Read Crown of Thorns and Promises Romance Audiobook - The Wolf's Howl Online Free | Novels Audio
Read and listen to The Wolf's Howl of Crown of Thorns and Promises Romance Audiobook free novel audiobook. Enjoy the full text and crystal clear audio on Novels Audio.
# Crown of Thorns and Promises
## Chapter 65: The Wolf's Howl
The sickroom reeked of fever and failure.
Darian Corvane pressed his palm against the bedpost, the carved oak biting into his flesh as he forced his legs to bear his weight. The wound in his shoulder screamed—a raw, pulsing reminder of the dagger Elara had not driven home. Not that night. Not yet.
But she had chosen, hadn't she? She had walked into Lucian's web with her eyes open, and he had lain here, bleeding into linen sheets, while his brother stole the woman who had stolen everything from him.
"my lord, you cannot—"
"I can." Darian's voice came out as gravel and broken glass. He turned to face Kaelen Voss, his shadow, his sword, his only remaining ally in a castle that had become a tomb. "Report."
Kaelen's jaw tightened. He had the look of a man delivering a death sentence. "Lucian has declared himself regent. The council has accepted. He claims you are too ill to rule, that the wound has festered, that you are—"
"Mad?"
"Unfit."
Darian laughed, and the sound was hollow, echoing off the stone walls like a ghost's lament. "And Elara?"
The silence that followed was its own answer.
"She is in the Raven Tower," Kaelen said finally. "Lucian has sent word to the court. He means to marry her once you are... dealt with."

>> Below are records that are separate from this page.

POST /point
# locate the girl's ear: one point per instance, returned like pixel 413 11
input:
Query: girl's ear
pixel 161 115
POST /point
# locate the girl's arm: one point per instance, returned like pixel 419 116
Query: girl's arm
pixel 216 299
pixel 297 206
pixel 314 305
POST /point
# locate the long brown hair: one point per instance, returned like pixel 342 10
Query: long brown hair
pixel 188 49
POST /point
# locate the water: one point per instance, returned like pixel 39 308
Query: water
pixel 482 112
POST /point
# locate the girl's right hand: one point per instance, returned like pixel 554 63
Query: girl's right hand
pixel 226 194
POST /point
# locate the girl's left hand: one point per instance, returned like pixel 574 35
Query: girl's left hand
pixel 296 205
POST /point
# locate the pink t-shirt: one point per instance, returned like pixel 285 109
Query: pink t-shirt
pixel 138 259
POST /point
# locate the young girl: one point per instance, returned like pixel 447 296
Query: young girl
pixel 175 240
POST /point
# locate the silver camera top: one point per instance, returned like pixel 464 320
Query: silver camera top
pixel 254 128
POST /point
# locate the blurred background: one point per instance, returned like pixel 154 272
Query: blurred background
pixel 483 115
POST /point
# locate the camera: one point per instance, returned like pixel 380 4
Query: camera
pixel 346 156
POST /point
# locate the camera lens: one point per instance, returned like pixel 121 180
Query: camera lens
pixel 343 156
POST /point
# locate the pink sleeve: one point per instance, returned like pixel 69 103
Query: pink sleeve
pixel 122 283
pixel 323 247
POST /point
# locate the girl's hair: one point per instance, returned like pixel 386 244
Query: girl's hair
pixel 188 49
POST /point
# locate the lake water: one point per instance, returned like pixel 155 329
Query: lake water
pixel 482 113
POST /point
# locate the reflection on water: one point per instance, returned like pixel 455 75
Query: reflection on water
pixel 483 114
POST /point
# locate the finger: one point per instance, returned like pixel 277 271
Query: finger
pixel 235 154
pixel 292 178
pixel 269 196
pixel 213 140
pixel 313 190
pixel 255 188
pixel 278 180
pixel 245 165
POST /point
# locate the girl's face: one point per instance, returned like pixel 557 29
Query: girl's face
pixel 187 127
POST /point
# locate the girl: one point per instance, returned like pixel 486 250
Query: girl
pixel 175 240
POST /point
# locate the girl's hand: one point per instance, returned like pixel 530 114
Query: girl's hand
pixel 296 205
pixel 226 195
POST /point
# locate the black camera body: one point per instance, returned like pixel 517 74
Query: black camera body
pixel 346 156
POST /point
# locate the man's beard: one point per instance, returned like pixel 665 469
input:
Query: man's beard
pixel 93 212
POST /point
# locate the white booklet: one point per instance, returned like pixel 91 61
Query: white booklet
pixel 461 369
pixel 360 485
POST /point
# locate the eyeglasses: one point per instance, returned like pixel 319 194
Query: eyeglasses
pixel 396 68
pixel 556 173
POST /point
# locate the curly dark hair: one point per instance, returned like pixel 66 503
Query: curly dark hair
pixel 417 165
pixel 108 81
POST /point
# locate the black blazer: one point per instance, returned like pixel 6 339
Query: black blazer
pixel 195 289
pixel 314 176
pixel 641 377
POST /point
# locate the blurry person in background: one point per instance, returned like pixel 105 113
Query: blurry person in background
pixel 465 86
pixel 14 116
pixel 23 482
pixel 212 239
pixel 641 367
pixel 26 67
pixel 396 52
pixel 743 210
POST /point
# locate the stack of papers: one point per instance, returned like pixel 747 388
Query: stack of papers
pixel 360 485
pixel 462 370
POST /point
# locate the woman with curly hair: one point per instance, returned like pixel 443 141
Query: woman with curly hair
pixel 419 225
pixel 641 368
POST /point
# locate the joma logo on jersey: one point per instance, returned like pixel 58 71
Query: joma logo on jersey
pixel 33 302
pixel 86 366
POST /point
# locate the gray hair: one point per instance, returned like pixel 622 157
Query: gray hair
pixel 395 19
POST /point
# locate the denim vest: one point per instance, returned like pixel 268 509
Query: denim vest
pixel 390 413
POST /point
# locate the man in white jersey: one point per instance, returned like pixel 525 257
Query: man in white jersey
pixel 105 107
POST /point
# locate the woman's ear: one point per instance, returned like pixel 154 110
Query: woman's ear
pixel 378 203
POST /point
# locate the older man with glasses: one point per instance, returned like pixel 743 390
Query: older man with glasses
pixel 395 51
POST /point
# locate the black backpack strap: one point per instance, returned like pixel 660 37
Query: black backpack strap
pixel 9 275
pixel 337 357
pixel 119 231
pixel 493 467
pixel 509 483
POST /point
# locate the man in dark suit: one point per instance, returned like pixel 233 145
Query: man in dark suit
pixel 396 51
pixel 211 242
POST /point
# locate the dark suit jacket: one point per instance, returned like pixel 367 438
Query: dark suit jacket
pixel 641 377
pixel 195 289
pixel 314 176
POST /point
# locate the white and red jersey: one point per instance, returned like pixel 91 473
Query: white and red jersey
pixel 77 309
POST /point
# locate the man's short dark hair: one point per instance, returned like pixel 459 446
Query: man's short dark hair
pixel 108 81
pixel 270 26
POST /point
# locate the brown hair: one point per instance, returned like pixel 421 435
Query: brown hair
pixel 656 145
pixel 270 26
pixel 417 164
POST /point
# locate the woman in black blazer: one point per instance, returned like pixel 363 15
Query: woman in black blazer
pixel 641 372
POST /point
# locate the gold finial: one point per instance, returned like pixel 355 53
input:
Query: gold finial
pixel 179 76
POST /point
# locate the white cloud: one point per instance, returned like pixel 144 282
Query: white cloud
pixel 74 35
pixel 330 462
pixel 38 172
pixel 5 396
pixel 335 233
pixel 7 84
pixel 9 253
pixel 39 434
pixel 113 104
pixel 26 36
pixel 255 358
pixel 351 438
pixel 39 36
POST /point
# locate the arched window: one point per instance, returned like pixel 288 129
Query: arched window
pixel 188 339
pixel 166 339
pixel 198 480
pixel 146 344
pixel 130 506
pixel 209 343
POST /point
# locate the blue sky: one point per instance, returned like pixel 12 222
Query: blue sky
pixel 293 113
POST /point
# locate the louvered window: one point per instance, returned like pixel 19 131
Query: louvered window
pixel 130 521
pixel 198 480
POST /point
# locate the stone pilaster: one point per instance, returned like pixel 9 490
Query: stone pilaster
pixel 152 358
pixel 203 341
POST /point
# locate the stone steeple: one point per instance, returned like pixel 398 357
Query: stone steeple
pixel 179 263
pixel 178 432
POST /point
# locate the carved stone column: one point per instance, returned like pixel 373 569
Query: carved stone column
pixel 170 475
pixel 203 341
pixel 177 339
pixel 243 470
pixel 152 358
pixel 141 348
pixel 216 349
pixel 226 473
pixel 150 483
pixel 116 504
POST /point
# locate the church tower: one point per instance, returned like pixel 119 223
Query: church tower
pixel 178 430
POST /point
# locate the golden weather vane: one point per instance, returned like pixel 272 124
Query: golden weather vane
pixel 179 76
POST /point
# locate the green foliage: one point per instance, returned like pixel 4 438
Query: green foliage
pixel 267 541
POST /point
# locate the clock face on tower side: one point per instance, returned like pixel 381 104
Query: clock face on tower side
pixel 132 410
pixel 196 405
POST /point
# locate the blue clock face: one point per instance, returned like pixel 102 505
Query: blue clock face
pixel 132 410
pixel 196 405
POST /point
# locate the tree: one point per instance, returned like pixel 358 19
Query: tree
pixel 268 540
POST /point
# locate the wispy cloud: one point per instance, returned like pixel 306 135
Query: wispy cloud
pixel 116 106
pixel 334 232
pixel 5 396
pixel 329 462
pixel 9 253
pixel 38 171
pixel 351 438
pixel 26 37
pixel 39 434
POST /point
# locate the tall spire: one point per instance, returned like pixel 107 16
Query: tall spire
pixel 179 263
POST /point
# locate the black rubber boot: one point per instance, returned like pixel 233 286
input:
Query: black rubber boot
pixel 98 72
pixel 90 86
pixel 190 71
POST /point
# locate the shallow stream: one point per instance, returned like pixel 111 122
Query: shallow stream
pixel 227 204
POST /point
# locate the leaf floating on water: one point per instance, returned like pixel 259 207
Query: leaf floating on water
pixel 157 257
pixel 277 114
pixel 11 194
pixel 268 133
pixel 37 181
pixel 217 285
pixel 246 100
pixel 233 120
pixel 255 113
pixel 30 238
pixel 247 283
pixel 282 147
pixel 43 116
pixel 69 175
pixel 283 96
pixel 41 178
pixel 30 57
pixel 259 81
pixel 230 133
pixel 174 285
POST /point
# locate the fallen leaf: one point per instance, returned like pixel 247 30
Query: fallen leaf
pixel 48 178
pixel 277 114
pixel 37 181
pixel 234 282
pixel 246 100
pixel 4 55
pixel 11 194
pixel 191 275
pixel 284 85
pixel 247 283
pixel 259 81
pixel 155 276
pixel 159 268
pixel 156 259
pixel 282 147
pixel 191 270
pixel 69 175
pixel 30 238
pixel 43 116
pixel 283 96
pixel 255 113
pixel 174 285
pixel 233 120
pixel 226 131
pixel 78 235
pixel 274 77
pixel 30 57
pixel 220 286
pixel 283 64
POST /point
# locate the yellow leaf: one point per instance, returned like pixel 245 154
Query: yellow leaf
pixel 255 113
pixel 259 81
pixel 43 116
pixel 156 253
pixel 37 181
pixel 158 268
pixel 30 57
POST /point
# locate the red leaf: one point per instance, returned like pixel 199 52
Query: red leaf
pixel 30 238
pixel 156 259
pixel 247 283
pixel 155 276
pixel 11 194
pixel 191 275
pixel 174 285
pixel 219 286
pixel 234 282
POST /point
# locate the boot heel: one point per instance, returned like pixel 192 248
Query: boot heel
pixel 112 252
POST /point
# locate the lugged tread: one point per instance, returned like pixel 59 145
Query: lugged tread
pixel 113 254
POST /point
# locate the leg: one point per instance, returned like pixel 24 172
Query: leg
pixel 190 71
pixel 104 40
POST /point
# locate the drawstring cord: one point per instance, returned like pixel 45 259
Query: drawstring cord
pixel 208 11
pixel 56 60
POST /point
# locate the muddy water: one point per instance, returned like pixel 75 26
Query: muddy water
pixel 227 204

The bedpost splintered beneath Darian's grip.
He saw her face then, as he had seen it every night since the ball—her eyes, dark as winter storms, holding his gaze across a room full of enemies. He had called her a traitor. He had believed her capable of every cruelty, every deception, because it was easier than believing she might have loved him.
"She chose her family," he said, and the words tasted like ash.
Kaelen said nothing. He did not need to.
Darian turned away, his bare feet cold against the flagstones. The fire had burned low, casting long shadows across the chamber. His coat hung over a chair, still stained with the blood of the man he had killed to reach her—his own father, dead by his hand, and still she had slipped through his fingers.
His coat.
The memory came unbidden, sharp as a blade's edge: Elara, her fingers brushing his chest as she adjusted his lapel before the ball. *"You look like a king,"* she had whispered, and he had felt the weight of her words like a crown of thorns.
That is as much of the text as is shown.